The Semantic Web (cf. lecture Semantic Web) makes some attempts to provide, extend and/or annotate Web Data towards a machine-readable way. For this, the RDF data format is used, together with the OWL ontology language for describing metadata.

Potential Topics

  • IBM RDF-to-relational Storage:
    Comment: a (very sophisticated) mapping to design a relational schema for mapping RDF data into a relational DB.
    Paper: Mihaela A. Bornea, Julian Dolby, Anastasios Kementsietsidis, Kavitha Srinivas, Patrick Dantressangle, Octavian Udrea, Bishwaranjan Bhattacharjee: Building an efficient RDF store over a relational database. SIGMOD Conference 2013: 121-132
    [assigned to S.S.]
  • The ontop Project (FU Bolzano)
    Comment: An approach for OBDA (ontology-based data access), querying existing (relational) DBs using ontology information. I.e., the other way round as our RDF2Rel: the relational DB exists, the user states SPARQL queries using a (manually developed) ontology. Ontop then provides the functionality for mapping SPARQL to the underlying DB.
    Paper: Mariano Rodriguez-Muro, Roman Kontchakov, Michael Zakharyaschev: Ontology-Based Data Access: Ontop of Databases. International Semantic Web Conference (1) 2013: 558-573
    [assigned to L.R.]
  • RDF database generated from wikipedia: DBpedia
    Comment: describe the project, evaluate its public interface and data quality, describe how its data is obtained, storage etc.
    [assigned to A.T.]
  • RDF database/ontology from wikipedia and geonames: YAGO/YAGO2
    Comment: describe the project, evaluate its public interface and data quality, describe how its data is obtained, storage etc.
    Starting Paper: Fabian M. Suchanek, Gjergji Kasneci, Gerhard Weikum: YAGO: A Core of Semantic Knowledge Unifying WordNet and Wikipedia. WWW 2007: 697-706
    [assigned to G.J.]
  • WebScrapping via Browser Automation with Selenium
    Comment: Evaluate, do a case study, and describe. Neither XML nor RDF knowledge required, but practical competence obviously needed.
    [assigned to O.S.]
  • A theoretical paper that presents a true algebra over RDF data.
    Leonid Libkin, Juan L. Reutter, Domagoj Vrgoc: Trial for RDF: adapting graph query languages for RDF data. PODS 2013: 201-212
  • WebScrapping with OXPath/Diadem
    Comment: Evaluate, do a case study, and describe. Based on XPath/XML. No RDF knowledge required, but XML/XPath knowledge required.
    [assigned to A.Z.]

Note: Papers can be found via the DBLP (originally, DBLP meant "Databases and Logic Programming", but by now it covers all topics in Computer Science), or simply by searching for the paper title with google (this often yields the pdf directly). A list of other papers of the same authors can then be found via DBLP.

Form of the Seminar

The intention of the seminar is to get an overview of the state of the art in data integration from the Web and background data management.

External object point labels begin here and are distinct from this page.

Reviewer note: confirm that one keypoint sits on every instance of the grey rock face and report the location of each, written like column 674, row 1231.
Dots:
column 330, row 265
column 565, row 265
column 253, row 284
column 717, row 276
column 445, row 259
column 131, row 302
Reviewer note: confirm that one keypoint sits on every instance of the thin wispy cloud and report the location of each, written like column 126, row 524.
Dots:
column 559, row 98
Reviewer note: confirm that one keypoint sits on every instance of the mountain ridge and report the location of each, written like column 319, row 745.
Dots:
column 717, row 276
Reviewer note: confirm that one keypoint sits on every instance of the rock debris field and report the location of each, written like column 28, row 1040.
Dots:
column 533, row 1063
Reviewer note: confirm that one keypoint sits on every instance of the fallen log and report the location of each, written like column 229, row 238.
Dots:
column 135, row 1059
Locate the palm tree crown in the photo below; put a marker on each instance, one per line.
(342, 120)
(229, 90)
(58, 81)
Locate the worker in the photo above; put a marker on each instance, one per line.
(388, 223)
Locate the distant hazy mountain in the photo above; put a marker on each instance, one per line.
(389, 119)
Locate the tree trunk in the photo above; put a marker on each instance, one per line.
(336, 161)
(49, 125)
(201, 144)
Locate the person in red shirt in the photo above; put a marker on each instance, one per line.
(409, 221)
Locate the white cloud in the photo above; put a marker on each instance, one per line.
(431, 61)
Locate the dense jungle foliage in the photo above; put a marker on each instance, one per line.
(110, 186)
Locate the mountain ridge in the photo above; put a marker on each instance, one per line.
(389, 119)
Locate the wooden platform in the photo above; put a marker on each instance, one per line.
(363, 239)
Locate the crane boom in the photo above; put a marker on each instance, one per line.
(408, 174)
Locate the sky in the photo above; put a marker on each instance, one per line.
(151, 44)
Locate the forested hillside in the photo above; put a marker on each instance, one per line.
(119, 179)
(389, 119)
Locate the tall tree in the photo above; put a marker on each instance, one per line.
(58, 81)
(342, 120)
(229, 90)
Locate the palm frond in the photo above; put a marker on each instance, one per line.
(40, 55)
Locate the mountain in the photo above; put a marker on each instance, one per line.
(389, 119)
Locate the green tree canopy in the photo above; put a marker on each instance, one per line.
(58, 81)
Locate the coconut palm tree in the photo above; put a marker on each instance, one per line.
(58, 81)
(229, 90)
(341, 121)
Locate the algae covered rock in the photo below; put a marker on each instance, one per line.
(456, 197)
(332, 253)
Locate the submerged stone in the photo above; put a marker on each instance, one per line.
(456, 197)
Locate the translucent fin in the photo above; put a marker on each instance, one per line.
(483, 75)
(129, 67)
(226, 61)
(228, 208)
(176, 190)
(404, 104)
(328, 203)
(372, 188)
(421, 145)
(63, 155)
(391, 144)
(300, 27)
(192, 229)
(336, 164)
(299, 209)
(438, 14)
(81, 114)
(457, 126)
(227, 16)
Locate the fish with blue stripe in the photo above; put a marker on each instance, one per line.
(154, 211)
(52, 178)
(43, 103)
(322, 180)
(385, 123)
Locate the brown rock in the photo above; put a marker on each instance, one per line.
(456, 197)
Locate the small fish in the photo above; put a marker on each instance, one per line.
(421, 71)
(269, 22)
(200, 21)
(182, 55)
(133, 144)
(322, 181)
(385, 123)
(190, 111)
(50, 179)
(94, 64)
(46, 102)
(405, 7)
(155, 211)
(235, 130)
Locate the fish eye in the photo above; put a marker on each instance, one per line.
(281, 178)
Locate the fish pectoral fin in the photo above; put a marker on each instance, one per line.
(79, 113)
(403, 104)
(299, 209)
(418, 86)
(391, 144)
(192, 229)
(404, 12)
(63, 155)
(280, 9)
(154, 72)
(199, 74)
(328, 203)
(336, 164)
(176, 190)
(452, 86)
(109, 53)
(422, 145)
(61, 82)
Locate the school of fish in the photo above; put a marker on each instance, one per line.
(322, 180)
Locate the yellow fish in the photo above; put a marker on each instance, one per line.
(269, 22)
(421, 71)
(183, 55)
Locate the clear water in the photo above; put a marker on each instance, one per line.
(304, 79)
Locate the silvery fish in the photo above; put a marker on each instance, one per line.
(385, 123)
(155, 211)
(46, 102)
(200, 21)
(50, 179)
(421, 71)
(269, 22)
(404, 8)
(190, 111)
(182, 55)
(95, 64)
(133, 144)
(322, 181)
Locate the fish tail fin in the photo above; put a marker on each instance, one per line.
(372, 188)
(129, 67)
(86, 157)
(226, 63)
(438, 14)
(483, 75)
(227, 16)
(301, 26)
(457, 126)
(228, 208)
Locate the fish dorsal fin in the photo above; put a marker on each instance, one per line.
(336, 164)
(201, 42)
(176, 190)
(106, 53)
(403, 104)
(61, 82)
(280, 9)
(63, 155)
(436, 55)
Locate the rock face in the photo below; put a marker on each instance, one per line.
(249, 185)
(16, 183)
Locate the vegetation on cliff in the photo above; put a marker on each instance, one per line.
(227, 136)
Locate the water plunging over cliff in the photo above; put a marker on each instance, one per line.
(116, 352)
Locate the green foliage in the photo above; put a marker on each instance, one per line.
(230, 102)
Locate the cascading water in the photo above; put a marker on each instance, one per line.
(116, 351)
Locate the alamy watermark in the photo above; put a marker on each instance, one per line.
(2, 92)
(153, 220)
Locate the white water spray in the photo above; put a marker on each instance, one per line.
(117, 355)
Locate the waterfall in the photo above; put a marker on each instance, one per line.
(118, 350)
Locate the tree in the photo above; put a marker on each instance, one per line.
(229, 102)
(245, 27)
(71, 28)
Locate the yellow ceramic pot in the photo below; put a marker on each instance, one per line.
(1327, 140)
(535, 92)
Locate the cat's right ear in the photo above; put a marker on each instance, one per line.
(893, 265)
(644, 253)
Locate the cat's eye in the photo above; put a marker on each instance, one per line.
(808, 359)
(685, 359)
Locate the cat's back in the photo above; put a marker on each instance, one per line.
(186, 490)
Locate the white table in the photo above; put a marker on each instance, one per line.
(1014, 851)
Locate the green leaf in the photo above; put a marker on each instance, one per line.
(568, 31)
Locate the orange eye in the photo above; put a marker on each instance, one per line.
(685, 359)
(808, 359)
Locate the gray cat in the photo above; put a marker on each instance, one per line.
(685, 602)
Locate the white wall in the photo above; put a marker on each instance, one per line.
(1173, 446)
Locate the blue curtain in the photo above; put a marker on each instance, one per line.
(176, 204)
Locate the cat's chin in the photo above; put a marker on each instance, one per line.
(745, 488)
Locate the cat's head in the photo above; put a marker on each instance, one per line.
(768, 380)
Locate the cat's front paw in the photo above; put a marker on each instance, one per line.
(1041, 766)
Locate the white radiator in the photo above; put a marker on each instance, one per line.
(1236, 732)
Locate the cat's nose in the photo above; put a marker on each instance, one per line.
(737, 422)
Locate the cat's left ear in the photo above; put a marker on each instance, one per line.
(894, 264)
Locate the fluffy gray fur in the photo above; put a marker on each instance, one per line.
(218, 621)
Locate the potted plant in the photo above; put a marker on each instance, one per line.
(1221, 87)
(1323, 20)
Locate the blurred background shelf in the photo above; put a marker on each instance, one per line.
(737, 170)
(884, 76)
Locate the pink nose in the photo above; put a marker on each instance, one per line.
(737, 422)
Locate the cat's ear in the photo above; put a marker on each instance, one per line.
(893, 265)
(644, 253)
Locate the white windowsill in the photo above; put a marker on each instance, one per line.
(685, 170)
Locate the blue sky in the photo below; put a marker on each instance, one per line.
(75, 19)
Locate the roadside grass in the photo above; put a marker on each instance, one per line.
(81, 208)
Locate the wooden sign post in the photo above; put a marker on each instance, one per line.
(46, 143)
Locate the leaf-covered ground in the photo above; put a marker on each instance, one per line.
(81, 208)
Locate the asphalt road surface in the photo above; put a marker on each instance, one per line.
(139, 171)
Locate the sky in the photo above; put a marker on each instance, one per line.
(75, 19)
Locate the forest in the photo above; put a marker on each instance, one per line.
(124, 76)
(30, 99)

For each topic, the following has to be done:

  • a written tutorial-style paper that gives an overview of an approach,
  • evaluate some tools, write a report (installation, functionality, usability, ...) [optionally german or english]
  • prepare an illustrative medium-size case study using one or more tools (optionally: comparatively)
  • a presentation giving the tutorial and showing a demo of how to use it (about 90 minutes incl. discussion; optionally german or english).